Students and teachers are working in a paper-and-pencil penitentiary.
The Adelaide Gaol | A-Wing Prison Cell - HDR Originally uploaded by Artie | Photography
“ ‘We’re here for the kids.’ ‘We do what’s best for kids.’ Often have these words been proclaimed from atop school district offices. However, has anyone thought that by doing what’s best for teachers you are doing what’s best for kids?” Brian Crosby, Smart Kids, Bad Schools
“Teacher working conditions are student learning conditions.” North Carolina governor Michael F. Easley
Death to All Sacred Cows authors David Bernstein, Beau Frasier, and Bill Schwab point out that focusing exclusively on the wonderfulness of your customers can alienate and demoralize your employees. Without a happy and motivated workforce, your business will wither and die.”
And if your business is educating students, then spending all your time focusing on the needs of the students while ignoring the needs of the teachers is a recipe for poor morale, poor teaching, and eventually poor results.

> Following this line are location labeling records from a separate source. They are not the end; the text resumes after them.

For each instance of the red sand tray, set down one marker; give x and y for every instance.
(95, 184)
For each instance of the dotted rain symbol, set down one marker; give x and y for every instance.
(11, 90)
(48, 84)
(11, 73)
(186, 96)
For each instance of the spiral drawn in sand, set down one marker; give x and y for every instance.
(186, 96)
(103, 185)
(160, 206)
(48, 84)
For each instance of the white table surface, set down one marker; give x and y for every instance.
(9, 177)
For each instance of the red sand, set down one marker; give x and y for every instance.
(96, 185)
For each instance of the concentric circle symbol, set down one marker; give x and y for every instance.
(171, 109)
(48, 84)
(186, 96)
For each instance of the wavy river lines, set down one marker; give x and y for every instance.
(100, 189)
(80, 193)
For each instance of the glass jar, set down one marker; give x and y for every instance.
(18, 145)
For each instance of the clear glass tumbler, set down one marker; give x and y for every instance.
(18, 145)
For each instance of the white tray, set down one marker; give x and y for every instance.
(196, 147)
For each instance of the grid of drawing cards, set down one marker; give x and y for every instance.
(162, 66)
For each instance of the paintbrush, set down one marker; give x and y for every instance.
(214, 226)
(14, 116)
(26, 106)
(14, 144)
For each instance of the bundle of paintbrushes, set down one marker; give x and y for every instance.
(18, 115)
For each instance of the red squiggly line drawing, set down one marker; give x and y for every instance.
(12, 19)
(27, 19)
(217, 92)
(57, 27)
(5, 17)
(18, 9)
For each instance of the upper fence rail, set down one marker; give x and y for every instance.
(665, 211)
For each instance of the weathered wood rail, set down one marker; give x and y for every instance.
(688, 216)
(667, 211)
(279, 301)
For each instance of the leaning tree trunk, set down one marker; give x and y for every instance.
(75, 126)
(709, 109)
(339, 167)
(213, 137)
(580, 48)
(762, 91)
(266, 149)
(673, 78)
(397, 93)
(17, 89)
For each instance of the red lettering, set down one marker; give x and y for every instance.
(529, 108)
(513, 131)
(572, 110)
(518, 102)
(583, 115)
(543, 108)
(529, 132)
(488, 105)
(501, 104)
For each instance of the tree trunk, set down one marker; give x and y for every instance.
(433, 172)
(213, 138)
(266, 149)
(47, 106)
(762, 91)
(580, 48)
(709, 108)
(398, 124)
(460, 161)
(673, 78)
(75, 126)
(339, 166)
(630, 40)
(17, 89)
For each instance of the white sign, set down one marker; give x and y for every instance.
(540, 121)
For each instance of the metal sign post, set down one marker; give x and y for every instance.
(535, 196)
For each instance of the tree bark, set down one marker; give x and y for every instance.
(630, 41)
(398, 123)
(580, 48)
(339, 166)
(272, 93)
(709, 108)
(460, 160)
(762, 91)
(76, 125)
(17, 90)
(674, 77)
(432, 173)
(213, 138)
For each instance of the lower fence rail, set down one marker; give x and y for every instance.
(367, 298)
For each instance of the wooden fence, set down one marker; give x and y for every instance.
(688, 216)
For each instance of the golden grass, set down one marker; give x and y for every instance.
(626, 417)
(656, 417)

Ken Futernick, writing in the Los Angeles Times said, “We have a high-school dropout problem in large part because we have a teacher dropout program.”
Teachers dropping out of the teaching profession is a serious problem. According to a 2007 California State University study, nearly one-quarter of new California teacher leave the profession in four years or less. Think of that, one out of every four teachers is leaving education after just a few years, even after all the training, education, and time they spend to get into the profession.
Teachers are expected to prepare students for success in the 21st Century, while working and teaching in 19th Century conditions. Compare how the conditions are for teachers, students, and prisoners.
Wouldn’t students and parents both benefit from a system treated teachers like professionals and put their long-term needs first ahead of the changing needs of students and parents. Students would get the education they deserve because they would be receiving instruction from teachers who are getting the treatment they deserve.
Fine dinning in New York City is not a place where you would think the customer comes second. But that is exactly the philosophy of restaurant owner and operator Danny Meyer. Death to All Sacred Cows puts it, “Danny Meyer certainly believes in treating the customer well….He just happens to think that the customer second and that his employees are the most important part of his business.”
Meyer once said in the in an article in Time Magazine,
“If you are devoted to your staff and can promise them much more than a
paycheck, something to believe in, you will get the best service for
your customers.”
Yvon Chouinard, founder of Patagonia clothing company, titled his book, Let My People Go Surfing: The Education of a Reluctant Businessman, If I were to write a book it might be titled Let My People Go To The Bathroom.
Give your teachers the best and they will give your students the best.
Give your students the best and they will change the world.